Too Busy For Words - the PaulWay Blog

Recording video at LCA

A couple of people have asked me about the process of recording the talks at Linux Conference Australia, and it's worth publishing something about it so more people get a better idea of what goes on.

The basic process of recording each talk involves recording a video camera, a number of microphones, the video (and possibly audio) of the speaker's laptop, and possibly other video and audio sources. For keynotes we recorded three different cameras plus the speaker's laptop video. In 2013 in the Manning Clark theatres we were able to tie into ANU's own video projection system, which mixed together the audio from the speaker's lapel microphone, the wireless microphone and the lectern microphone, and the video from the speaker's laptop and the document scanner. Llewellyn Hall provided a mixed feed of the audio in the room.

Immediately the problems are: how do you digitise all these things, how do you get them together into one recording system, and how do you produce a final recording of all of these things together? The answer to this at present is DVswitch, a program which takes one or more audio and video feeds and acts as a live mixing console. The sources can be local to the machine or available on other machines on the network, and the DVswitch program itself acts as a source that can then be saved to disk or mixed elsewhere. DVswitch also allows some effects such as picture-in-picture and fades between sources. The aim is for the room editor to start the recording before the start of the talk and cut each recording after the talk finishes so that each file ends up containing an entire talk. It's always better to record too much and cut it out later rather than stop recording just before the applause or questions. The file path gives the room and time and date of recording.

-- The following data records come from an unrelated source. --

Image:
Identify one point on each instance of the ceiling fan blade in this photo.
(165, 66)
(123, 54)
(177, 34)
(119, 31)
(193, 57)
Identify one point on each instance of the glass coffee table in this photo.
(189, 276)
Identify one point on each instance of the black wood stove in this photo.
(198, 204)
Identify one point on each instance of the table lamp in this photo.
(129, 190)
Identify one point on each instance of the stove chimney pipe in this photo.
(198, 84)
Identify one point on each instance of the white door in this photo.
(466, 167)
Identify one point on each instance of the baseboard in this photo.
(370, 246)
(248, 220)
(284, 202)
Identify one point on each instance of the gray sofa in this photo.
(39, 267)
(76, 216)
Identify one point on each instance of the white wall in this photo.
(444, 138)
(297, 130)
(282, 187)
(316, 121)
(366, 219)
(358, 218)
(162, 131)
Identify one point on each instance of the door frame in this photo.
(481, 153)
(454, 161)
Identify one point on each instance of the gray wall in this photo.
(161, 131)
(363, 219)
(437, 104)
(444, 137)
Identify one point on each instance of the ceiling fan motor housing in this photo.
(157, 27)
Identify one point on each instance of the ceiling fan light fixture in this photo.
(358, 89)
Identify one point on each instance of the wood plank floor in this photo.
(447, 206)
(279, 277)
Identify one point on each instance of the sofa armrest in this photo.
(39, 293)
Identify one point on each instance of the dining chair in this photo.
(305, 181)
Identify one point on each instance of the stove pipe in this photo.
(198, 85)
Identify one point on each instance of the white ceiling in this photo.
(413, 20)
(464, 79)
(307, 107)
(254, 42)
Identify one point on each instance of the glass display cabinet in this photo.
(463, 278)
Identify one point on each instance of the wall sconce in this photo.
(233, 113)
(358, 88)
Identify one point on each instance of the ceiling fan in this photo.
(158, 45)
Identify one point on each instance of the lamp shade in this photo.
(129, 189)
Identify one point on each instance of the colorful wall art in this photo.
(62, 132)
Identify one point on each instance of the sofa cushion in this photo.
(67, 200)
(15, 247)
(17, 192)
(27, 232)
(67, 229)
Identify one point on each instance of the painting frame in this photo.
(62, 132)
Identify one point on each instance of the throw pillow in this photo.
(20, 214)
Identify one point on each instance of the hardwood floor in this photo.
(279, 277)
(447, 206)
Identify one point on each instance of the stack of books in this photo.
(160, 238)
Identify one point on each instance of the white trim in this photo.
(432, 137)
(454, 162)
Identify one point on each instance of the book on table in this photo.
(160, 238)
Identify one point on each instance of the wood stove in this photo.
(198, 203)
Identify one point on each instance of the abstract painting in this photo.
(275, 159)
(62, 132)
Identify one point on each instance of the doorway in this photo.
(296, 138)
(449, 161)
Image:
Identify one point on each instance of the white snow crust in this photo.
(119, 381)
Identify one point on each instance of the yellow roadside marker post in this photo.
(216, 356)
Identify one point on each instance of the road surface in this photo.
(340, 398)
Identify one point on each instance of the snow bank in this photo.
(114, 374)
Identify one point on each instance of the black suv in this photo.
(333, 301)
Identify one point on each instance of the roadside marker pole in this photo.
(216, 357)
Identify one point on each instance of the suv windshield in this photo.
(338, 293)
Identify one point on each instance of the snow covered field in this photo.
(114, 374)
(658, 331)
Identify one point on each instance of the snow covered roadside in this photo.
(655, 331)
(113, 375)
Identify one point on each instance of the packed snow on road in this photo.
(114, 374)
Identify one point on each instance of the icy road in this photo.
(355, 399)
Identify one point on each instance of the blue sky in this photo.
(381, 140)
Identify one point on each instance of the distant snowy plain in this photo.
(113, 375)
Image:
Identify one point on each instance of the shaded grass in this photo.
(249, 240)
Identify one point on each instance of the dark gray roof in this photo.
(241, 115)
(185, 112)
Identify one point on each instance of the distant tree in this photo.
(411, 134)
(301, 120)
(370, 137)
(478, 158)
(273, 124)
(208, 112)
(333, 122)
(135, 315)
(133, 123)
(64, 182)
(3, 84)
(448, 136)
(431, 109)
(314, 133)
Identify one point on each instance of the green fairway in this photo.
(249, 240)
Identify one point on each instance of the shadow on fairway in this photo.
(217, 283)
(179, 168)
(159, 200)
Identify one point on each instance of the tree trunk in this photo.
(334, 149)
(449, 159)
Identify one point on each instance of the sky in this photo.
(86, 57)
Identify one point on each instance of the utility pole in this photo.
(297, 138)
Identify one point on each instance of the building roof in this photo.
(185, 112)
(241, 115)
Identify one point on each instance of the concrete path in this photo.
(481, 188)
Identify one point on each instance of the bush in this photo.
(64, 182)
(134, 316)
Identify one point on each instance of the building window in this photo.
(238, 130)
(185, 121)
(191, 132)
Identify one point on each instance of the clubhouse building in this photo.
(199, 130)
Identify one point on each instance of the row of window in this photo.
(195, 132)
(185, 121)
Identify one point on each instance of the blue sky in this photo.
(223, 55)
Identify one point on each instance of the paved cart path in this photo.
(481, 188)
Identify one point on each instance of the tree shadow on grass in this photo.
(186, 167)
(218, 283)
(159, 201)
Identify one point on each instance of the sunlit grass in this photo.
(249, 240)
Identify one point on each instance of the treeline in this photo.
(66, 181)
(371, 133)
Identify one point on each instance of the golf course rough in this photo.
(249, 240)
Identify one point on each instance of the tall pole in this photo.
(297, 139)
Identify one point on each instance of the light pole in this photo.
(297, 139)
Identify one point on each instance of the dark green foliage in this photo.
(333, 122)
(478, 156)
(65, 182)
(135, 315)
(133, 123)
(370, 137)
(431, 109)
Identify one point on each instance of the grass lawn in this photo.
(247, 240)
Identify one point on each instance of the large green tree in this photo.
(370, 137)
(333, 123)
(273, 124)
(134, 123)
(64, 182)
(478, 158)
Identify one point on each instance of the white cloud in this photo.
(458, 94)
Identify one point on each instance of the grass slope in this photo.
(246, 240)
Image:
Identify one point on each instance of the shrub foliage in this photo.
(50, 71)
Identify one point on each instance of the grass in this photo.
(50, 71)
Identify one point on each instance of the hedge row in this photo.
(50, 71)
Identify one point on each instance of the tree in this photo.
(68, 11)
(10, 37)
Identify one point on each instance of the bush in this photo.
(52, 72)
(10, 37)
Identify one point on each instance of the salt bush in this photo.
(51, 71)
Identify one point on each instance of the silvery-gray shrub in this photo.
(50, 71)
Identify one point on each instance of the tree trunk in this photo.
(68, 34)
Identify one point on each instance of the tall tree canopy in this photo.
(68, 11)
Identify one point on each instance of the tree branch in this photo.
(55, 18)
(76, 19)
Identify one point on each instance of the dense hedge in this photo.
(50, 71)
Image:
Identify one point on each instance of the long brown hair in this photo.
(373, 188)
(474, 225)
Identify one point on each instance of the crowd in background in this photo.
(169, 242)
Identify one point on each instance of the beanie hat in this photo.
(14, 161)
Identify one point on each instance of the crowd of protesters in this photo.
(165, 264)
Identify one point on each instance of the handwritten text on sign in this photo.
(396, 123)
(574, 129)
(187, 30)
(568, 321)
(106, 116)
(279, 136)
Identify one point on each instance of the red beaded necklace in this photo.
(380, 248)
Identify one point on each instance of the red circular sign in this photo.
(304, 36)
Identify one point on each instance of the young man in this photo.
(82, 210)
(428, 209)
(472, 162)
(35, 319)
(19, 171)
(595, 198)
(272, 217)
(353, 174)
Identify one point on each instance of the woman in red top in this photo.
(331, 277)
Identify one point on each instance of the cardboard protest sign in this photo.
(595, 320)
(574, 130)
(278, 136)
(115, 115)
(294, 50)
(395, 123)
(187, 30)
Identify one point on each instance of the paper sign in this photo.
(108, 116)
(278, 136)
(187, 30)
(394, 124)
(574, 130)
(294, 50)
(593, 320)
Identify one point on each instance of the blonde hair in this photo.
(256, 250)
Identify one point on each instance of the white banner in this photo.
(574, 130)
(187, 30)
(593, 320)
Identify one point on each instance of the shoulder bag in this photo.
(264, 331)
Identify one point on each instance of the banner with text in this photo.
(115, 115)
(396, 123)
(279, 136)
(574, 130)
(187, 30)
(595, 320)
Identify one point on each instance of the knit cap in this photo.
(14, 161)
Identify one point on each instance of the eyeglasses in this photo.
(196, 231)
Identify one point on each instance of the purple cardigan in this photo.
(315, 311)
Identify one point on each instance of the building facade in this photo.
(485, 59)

The current system then feeds these final per-room recordings into a system called Veyepar. It uses the programme of the conference to match the time, date and room of each recording with the talk being given in the room at that time. A fairly simple editing system then allows multiple people to 'mark up' the video - choosing which recorded files form part of the talk, and optionally setting the start and/or end times of each segment (so that the video starts at the speaker's introduction, not at the minute of setup beforehand).

When ready, the talk is marked for encoding in Veyepar and a script then runs the necessar programs to assemble the talk title and credits and the files that form the entire video into one single entity and produce the desired output files. These are stored on the main server and uploaded via rsync to mirror.linux.org.au and are then mirrored or downloaded from there. Veyepar can also email the speakers, tweet the completion of video files, and do other things to announce their existence to the world.

There are a couple of hurdles in this process. Firstly, DVswitch only deals with raw DV files recorded via Firewire. These consume about a gigabyte per hour of video, per room - the whole of LCA's raw recorded video for a week comes to about 2.2 terabytes. These are recorded to the hard drive of the master machine in each room; from there they have to be rsync'ed to the main video server before any actual mark-up and processing in Veyepar can begin. It also means that previews must be generated of each raw file before it can be watched normally in Veyepar, a further slow-down to the process of speedily delivering raw video. We tried using a file sink on the main video server that talked to the master laptop's DVswitch program and saved its recordings directly onto the disk in real time, but despite having tested this process in November 2012 and it working perfectly, during the conference it tended to produce a new file each second or three even when the master laptop was recording single, hour-long files.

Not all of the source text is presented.